Acidic and basic fibroblast growth factors (FGF‐1 and FGF‐2) are mitogenic polypeptides that may play a role in autocrine and paracrine growth control of malignant tumours. We have examined the expression of FGF‐1 and FGF‐2 in a series of 41 colorectal tumours (24 adenomas, 17 adenocarcinomas) and 50 gastric adenocarcinomas (23 intestinal, 27 diffuse), using immunohistochemistry. Whereas the FGF‐1 distribution was cytoplasmic, FGF‐2 was restricted to the nuclei of the epithelial cells. FGF‐1 immunoreactivity was detected in all samples (100 per cent), whereas FGF‐2 immunoreactivity was seen in 17 adenomas (71 per cent), 13 colorectal carcinomas (76 per cent), and 29 gastric carcinomas (58 per cent).

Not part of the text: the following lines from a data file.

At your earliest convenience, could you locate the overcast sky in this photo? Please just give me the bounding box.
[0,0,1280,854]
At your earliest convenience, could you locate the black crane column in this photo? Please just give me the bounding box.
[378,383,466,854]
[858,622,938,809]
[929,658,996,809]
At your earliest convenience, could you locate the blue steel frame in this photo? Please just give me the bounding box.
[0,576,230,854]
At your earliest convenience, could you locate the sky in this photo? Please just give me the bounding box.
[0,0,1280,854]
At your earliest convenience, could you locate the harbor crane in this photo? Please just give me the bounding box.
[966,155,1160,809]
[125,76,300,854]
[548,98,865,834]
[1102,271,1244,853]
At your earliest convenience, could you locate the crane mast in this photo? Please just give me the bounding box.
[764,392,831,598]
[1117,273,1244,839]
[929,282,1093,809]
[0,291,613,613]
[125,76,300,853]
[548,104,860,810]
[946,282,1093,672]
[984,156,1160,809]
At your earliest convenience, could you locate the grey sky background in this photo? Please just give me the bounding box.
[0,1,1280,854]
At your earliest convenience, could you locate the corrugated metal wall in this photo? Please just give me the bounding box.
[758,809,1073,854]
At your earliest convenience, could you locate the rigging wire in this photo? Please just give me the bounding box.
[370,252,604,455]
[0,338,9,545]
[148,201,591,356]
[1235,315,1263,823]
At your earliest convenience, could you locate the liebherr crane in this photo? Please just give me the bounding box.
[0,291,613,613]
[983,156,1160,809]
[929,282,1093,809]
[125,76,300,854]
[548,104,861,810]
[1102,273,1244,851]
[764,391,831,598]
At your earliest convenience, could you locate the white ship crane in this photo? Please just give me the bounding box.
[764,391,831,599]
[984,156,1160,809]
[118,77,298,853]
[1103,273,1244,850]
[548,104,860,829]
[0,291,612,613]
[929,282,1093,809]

Compared with the normal mucosa, FGF‐1 was overexpressed in 42 per cent of colorectal adenomas, 76 per cent of colorectal cancers, and 54 per cent of gastric cancers. Conversely, FGF‐2 expression was reduced in 16 (66 per cent), 8 (47 per cent), and 40 (80 per cent) adenomas and colorectal and gastric samples, respectively. We found a significant correlation only between reduced FGF‐2 and gastric tumour grade. These data indicate that FGF‐1 overexpression occurs in a large proportion of human colorectal and gastric cancers. This may play a role in the progression of these tumours. The topographic variation in FGF‐2 expression between normal (nuclear) and tumour (cytoplasmic) cells implies a corresponding functional change that may in turn facilitate tumour growth. © 1997 by John Wiley & Sons, Ltd.